The Central Canadian Jock Windfall

The other day I was flipping through public policy maven Charles Clotfelter’s new book Big Time Sports in American Universities (you can get the gist via this interview on YouTube). It reminded me to check up a bit on a subject which intrigued me a few years ago, namely the evolution of sports scholarships in Canadian universities.

Fifteen years ago, Canadian athletic scholarships were still both small and rare: even in 2001-02, CIS schools were distributing just $3.4 million in scholarships to 2,439 athletes. By 2009-10, those figures had risen substantially: now, just over 4,000 students per year receive a combined $10 million in athletic scholarships (all data from CIS’s statistics page).

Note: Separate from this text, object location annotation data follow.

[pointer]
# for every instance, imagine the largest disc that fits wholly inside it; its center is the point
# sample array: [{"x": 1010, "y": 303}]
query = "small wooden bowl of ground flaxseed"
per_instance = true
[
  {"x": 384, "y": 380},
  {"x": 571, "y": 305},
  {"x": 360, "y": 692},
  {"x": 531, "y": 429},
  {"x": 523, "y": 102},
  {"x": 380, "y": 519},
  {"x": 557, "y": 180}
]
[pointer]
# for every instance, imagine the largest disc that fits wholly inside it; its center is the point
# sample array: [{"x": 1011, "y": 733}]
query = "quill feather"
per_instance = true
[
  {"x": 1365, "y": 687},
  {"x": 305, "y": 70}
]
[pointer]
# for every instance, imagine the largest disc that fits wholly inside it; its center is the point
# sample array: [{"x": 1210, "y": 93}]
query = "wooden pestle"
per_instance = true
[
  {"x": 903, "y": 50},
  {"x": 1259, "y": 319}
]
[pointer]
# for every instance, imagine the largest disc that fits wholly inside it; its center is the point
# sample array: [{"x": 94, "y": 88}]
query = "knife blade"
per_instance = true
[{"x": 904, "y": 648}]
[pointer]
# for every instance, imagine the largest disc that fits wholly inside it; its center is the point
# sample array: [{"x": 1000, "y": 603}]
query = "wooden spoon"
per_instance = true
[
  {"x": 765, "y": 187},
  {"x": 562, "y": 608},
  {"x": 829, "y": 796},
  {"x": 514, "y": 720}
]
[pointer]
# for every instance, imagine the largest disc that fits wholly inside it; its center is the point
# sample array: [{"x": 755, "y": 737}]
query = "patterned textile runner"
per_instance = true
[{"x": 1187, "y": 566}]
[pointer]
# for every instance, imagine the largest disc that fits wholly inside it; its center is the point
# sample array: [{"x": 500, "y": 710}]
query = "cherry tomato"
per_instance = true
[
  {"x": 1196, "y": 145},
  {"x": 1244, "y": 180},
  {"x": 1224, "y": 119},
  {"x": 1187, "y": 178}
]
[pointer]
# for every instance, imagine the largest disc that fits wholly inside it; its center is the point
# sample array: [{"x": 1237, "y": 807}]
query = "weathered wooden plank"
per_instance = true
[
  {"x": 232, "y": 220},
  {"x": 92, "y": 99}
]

But what’s really interesting is where the increases have occurred. Since 2001-02, scholarships at prestige schools like U of T, UBC and Alberta haven’t increased that much. The Atlantic schools for the most part have kept their increases below the average in the rest of the country (the exceptions being Dalhousie, up 395% to $414,000, and Acadia, up 477% to $550,000), though it is nevertheless significant that this tiny region, home to less than 10% of Canadian students, accounts for 32% of all scholarship spending.

No, the real change in Canadian athletics is happening in big central Canadian universities – basically, the OUA plus the Anglophone Quebec universities. Check out some of these eye-popping percentage increases: McGill up 664% to $222,000, Concordia up 886% to $224,000, Carleton, up 1138% to $265,560. And that’s only the ones for whom it makes a modicum of sense to express change in percentage terms, i.e., who were spending more than $20,000 to begin with. We could get into others: Queen’s, up from $18,000 to $177,000, McMaster up from $5,000 to $218,000, and Wilfrid Laurier, up from $12,000 to $299,000.

Is this really where these universities want to be seen to be spending money on the eve of a serious downturn in public funding? Even assuming most of this is from alumni donations (which I suspect is not in fact universally the case), what’s the point? Have these universities become noticeably better at inter-university sport? Or has a scholarships arms race just created windfall benefits for a particular group of students?

Sport is about performance. It would be nice if we thought of university budgets the same way.